Clough era partidário de um futebol romântico, típico de tempos mais antigos, no qual o técnico se preocupava muito mais em desenvolver e motivar seus jogadores do que com aspectos táticos. Com as pranchetas de lado, priorizava treinos técnicos, se preocupando em passar conhecimentos para os atletas.

Fora das quatro linhas, era um verdadeiro popstar. Soltava o verbo em qualquer ocasião com frases marcantes. Certamente, a grande inspiração de José Mourinho, ao menos no início da carreira.

Revie talvez tenha sido o predecessor de Alex Ferguson. À frente do Leeds, construiu uma dinastia. Fundou ainda uma verdadeira família, com atletas leais até o último fio de cabelo a ele e às suas convicções. Pela torcida, é idolatrado até hoje.

Exigia um alto compromisso tático do time, que em campo, fazia de tudo para sair com a vitória. Incluindo chuveirinhos e retrancas, além de simulações e faltas violentas, em casos mais extremos.

Em 2009, o premiado diretor Tom Hooper dirigiu a adaptação às telonas do best seller britânico “The Damned Utd”, de David Peace. O livro aborda os 44 dias entre a contratação e a demissão de Clough no Leeds United, em substituição a ninguém menos que Revie, alternando entre flashbacks do cargo anterior do técnico, no Derby County. Segundo palavras do próprio autor, trata-se de “uma ficção baseada em fatos reais”.

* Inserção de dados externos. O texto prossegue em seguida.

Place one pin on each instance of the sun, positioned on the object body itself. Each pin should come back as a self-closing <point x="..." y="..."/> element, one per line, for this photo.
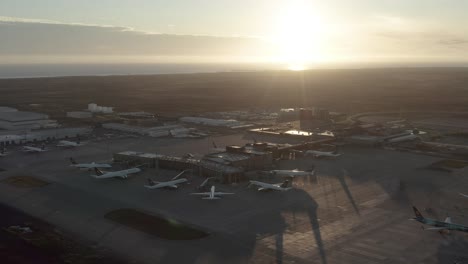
<point x="298" y="36"/>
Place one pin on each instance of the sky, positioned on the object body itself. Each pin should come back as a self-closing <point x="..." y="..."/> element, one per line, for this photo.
<point x="294" y="32"/>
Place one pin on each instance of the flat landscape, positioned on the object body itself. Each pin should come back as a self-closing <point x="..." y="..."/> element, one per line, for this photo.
<point x="354" y="210"/>
<point x="357" y="90"/>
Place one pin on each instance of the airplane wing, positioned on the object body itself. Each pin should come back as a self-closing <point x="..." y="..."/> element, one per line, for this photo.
<point x="434" y="228"/>
<point x="161" y="185"/>
<point x="204" y="193"/>
<point x="178" y="175"/>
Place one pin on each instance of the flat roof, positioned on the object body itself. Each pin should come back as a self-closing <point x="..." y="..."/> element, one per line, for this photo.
<point x="22" y="116"/>
<point x="226" y="156"/>
<point x="7" y="109"/>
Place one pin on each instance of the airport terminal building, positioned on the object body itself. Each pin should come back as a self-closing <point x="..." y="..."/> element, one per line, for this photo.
<point x="19" y="120"/>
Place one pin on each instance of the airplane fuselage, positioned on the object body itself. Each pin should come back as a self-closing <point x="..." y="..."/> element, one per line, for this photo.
<point x="121" y="174"/>
<point x="437" y="223"/>
<point x="91" y="165"/>
<point x="168" y="184"/>
<point x="290" y="173"/>
<point x="317" y="153"/>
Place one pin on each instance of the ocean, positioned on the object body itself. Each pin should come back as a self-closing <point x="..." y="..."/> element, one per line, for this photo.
<point x="59" y="70"/>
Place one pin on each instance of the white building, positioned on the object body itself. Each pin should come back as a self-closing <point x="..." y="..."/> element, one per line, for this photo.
<point x="19" y="120"/>
<point x="94" y="108"/>
<point x="211" y="122"/>
<point x="10" y="137"/>
<point x="4" y="109"/>
<point x="158" y="131"/>
<point x="80" y="114"/>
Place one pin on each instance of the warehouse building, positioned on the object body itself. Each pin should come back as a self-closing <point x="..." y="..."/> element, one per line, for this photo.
<point x="19" y="120"/>
<point x="79" y="114"/>
<point x="7" y="137"/>
<point x="211" y="122"/>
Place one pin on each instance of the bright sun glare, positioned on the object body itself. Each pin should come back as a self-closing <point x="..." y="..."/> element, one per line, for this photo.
<point x="298" y="35"/>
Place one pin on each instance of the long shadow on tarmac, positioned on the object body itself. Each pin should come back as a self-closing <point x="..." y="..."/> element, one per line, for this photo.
<point x="341" y="178"/>
<point x="267" y="225"/>
<point x="453" y="249"/>
<point x="310" y="207"/>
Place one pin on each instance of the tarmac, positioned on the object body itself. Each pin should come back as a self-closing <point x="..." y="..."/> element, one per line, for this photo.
<point x="354" y="210"/>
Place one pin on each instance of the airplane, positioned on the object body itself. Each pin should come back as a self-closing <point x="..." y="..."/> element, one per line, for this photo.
<point x="203" y="185"/>
<point x="438" y="225"/>
<point x="319" y="154"/>
<point x="292" y="173"/>
<point x="3" y="153"/>
<point x="30" y="149"/>
<point x="212" y="194"/>
<point x="263" y="186"/>
<point x="114" y="174"/>
<point x="69" y="144"/>
<point x="173" y="183"/>
<point x="88" y="166"/>
<point x="215" y="148"/>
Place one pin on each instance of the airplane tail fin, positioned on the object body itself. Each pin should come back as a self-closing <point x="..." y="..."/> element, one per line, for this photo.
<point x="417" y="213"/>
<point x="151" y="182"/>
<point x="211" y="198"/>
<point x="98" y="172"/>
<point x="311" y="169"/>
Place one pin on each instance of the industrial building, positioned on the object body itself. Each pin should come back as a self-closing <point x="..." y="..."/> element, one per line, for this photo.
<point x="80" y="114"/>
<point x="94" y="108"/>
<point x="314" y="118"/>
<point x="4" y="109"/>
<point x="14" y="137"/>
<point x="211" y="122"/>
<point x="253" y="157"/>
<point x="158" y="131"/>
<point x="19" y="120"/>
<point x="136" y="115"/>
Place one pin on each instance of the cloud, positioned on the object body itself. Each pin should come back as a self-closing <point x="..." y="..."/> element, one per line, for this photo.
<point x="38" y="37"/>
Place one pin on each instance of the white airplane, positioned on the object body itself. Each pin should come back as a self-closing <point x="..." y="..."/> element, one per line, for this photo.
<point x="114" y="174"/>
<point x="319" y="154"/>
<point x="30" y="149"/>
<point x="263" y="186"/>
<point x="173" y="183"/>
<point x="215" y="148"/>
<point x="292" y="173"/>
<point x="212" y="194"/>
<point x="88" y="166"/>
<point x="69" y="144"/>
<point x="204" y="183"/>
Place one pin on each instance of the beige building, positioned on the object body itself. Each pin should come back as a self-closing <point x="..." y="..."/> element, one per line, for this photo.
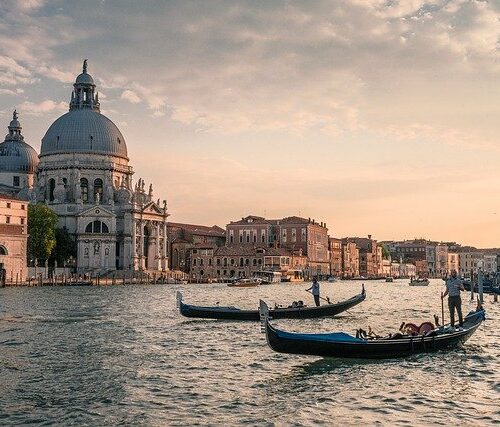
<point x="13" y="238"/>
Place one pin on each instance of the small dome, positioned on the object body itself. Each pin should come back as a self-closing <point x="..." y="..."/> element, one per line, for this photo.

“Maldito Futebol Clube” (The Damned United, 2009), o filme, faz poucas mudanças em relação ao texto original, mas consegue ser bem sucedido. Com ressalvas à ligeira demonização a Revie no final, ainda que seja abordado o ponto de vista de Clough, e ao clima de high school americano na recepção dos jogadores do Leeds ao novo técnico, a obra é uma das mais cuidadosas entre as relacionadas ao mundo do futebol.

O trabalho artístico é excelente. As representações de Michael Sheen, Timothy Spall e Colm Meaney se aproximam muito de Clough, Peter Taylor (notório auxiliar de Brian) e Revie. Os uniformes, os cenários e o figurino no geral simulam a época com perfeição. A obra também evita os clichês comuns aos filmes do gênero, com relações um tanto mais realistas entre comissão técnica, diretoria e elenco.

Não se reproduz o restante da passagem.